It’s incredibly important for children to develop curiosity, confidence and problem solving skills throughout their school years - habits that encourage them to learn on a daily basis, and become lifelong learners. The rise of ‘grade hysteria’ puts pressure on parental expectations and on pupils to be at the top of the class, all to secure their academic future. This often leads to grades being prioritised over skills, and there can be a temptation to provide an overly supportive ‘hand holding’ culture which can ultimately lead to an over-dependency on tutors, and less focus on learning.
In the article, Clare Preston, Director of Education Studies at Carfax Education shares some useful tips that can help parents mentor their children to be curious, independent, self-motivated, and skilled learners. Role Play Focus on a topic they are learning in school, and ask your child to 'role play' as a teacher. At Carfax, we encourage our pupils to pick out the key points and do some extra research on these areas, ready to answer a range of questions that the tutor might pose. Role play creates interactive learning, and ensures children are engaging with the material, and are applying their new knowledge outside of the context in which they are learning. Problem Solving
For Maths, you could test whether your child has understood the concept learnt in school, by giving them a problem to solve independently. For this step, your child can hold a pen or pencil, and the parent remains silent until their work is complete - like a mini test. This encourages children to think out loud and share their workings as they go along, a skill often needed in school entrance interviews. Encourage Learning Beyond the Curriculum We try to encourage our pupils to look beyond the curriculum, whether that's suggesting interesting books, news articles, local art galleries and museums, or even Netflix documentaries. For older children in particular, we use real-life case studies and approach them from a problem-based perspective. This builds confidence and allows pupils to connect new content to their pre-existing knowledge like building blocks. The Five-Minute Rule Children who are reluctant to work without support might need the five-minute rule.
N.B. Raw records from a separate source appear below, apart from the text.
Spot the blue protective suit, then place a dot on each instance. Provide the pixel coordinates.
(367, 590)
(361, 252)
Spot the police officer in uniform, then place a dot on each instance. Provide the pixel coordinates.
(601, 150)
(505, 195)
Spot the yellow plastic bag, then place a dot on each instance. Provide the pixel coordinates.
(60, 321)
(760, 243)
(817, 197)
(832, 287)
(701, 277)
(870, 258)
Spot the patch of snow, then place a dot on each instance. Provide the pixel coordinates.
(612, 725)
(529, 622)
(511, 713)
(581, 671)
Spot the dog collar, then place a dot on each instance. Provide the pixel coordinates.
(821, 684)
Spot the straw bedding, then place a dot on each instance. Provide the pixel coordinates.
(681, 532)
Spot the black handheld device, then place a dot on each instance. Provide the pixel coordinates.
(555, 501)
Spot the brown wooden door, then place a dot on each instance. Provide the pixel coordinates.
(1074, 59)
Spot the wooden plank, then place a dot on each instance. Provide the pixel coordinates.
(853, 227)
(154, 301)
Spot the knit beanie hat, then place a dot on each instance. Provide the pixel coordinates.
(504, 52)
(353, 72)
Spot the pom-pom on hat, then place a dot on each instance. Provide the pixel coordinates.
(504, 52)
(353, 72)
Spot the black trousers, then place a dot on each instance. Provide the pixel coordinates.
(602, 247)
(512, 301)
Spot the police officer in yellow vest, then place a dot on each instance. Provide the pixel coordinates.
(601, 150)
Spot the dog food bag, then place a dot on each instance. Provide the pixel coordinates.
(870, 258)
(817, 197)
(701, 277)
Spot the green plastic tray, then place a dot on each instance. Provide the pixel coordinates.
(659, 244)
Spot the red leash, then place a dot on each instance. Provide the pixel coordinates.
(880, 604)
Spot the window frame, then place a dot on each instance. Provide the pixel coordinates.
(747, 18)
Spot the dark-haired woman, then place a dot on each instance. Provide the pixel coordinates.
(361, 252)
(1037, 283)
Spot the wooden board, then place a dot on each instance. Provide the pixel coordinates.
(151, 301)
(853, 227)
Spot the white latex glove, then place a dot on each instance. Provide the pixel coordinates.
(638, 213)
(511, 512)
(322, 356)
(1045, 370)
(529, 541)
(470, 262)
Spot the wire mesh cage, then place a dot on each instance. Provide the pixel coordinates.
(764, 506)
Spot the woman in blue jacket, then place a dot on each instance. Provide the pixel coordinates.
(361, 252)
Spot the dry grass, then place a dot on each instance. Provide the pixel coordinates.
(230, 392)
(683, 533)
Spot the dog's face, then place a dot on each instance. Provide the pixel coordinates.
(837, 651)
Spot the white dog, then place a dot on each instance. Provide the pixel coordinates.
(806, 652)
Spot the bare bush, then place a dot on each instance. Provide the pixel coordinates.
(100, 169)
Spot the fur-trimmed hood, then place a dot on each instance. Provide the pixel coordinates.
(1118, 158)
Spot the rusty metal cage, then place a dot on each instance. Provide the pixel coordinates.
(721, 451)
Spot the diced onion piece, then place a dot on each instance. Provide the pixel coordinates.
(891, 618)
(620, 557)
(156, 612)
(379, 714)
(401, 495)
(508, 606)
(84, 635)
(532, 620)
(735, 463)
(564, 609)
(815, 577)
Ask your child to work on a task for five minutes before they can ask any questions – something must be on the paper before the time is up, and in those first five minutes there are no wrong answers.
Likewise, set a race against a timer for your child to answer a question. It can be a competitive family, and you can compare answers afterwards. Just don’t forget to go back and review their work.
Encourage their curiosity and mistakes; this will ensure your child understands the value and importance of learning, over and above achieving high grades. These activities instil confidence in children, and allows them to trust their own judgment and reduce the anxiety of not knowing the right answer.
These skills are the attributes of a lifelong learner and are key to setting a child up for academic success.